In turn, Lee reportedly dropped his lawsuit to smooth the way for MLGW to pay the six-figure bill covering his legal expenses from the utility scandal. The expenses were amassed over 18 months starting in early 2007.
Lee has worked for the last month or so as a business consultant for CDA, a company in Memphis that provides security services for government agencies and private groups.
Memphis Mayor Willie Herenton told members of the media last month that he’d be happy to have Lee back in the ranks of city government, where Lee served as director of finance before he moved over to MLGW. And that prospect could materialize sooner rather than later.
Herenton had no comment about the matter this week. But Lee’s attorney, Robert Spence, said while no job offers in local government have been extended to Lee yet, he expects they will be forthcoming at some point.
“I’m not sure exactly what, but I do anticipate him being invited to return to local government,” Spence said.

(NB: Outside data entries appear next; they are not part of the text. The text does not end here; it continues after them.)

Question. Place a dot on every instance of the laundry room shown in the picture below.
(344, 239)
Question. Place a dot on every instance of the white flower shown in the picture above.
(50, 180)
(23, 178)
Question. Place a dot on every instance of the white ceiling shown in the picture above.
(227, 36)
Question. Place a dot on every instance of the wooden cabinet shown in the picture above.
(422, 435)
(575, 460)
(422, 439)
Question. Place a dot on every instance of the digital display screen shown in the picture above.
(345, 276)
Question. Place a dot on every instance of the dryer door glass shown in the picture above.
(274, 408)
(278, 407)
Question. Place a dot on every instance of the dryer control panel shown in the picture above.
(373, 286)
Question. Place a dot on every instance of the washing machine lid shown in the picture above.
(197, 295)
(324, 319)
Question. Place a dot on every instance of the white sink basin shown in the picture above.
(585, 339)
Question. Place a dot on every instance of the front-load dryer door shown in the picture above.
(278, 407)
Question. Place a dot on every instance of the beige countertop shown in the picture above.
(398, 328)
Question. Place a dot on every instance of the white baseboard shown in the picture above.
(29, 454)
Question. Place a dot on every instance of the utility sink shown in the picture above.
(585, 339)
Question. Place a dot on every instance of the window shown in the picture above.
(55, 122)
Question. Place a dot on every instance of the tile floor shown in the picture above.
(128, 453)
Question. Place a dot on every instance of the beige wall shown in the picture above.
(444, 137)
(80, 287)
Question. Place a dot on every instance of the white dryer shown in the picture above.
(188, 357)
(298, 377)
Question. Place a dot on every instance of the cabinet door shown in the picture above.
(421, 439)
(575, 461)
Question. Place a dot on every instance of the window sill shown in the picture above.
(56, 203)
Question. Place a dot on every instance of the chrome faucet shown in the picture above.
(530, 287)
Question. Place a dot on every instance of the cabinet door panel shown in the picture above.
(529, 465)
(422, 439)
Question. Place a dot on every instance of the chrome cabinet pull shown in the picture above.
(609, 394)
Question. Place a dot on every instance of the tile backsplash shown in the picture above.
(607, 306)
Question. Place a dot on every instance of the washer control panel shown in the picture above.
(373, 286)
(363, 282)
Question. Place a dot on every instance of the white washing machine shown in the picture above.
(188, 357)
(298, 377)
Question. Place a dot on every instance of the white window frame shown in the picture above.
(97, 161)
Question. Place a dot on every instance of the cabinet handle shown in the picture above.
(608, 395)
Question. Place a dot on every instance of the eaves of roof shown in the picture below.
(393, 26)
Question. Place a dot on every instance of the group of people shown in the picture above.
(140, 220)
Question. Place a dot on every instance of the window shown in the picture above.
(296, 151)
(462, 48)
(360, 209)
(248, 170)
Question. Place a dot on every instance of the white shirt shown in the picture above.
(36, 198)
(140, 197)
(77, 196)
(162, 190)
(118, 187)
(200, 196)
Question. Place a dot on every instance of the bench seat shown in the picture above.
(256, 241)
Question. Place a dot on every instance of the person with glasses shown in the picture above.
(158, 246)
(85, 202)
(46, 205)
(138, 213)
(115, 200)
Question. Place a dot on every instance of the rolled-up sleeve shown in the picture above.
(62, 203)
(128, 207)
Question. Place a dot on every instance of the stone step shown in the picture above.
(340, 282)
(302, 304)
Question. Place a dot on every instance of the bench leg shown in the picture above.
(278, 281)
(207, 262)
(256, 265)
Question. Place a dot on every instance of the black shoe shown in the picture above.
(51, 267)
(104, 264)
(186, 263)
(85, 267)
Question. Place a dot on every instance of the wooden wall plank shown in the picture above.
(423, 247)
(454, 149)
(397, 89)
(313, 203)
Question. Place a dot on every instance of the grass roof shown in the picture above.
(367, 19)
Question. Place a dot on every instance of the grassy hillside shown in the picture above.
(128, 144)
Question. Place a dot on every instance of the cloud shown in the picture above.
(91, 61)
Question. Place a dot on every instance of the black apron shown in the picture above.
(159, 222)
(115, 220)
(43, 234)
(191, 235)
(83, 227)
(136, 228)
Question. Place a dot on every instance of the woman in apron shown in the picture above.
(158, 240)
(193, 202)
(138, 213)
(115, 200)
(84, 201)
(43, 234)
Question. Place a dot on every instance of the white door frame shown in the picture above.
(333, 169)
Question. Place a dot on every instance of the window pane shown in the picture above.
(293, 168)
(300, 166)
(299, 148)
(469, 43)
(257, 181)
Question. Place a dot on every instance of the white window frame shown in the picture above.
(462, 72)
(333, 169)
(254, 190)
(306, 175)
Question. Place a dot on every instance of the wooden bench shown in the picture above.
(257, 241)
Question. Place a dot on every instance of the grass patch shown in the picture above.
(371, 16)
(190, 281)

When asked if that was only an assumption or based on something tangible, he replied: “It’s tangible. But I can’t really share it with you.”
Spence already has sent MLGW a bill for more than $346,000 in attorney’s fees related to his representation of Lee. MLGW’s board of commissioners could decide as early as its regularly scheduled meeting Thursday whether the utility company will pay that bill.
Spence said it is his understanding the matter will be discussed then. An agenda for the meeting had not been prepared by press time, but an MLGW spokesman said that as of Monday afternoon the Lee matter was not scheduled to be addressed Thursday.
But even if the MLGW board signs off on the decision to pay Lee’s legal bill, the decision still must go to one more group for approval. The Memphis City Council, which has oversight of MLGW, must also OK the decision.
“Whether or not it also needs to be approved by the City Council is part of their process, not mine,” Spence said. “If they think that the City Council also needs to approve it, then fine. I’m not involved in that process. But do I think it’s going to be approved? Absolutely.”
Wait and see
City Council member Myron Lowery is one of the four council members who served on the body in early 2007 as the utility scandal unfolded. Nine new council members were elected to the group in October.
Lowery was noncommittal when asked how the council might handle the decision or even the discussion about whether to approve paying Lee’s legal expenses.
“This will go before the Light, Gas and Water board,” he said. “If the Light, Gas and Water board approves it and thinks it’s justified and sends it to us, I don’t know if there would be any major objection or not to pay it.
“My initial thoughts are that the charges were in connection with his position and the charges were dropped, which means the government didn’t feel they had a good chance of winning or that it wasn’t valid. The council will just have to wait and see what the Light, Gas and Water board says first.”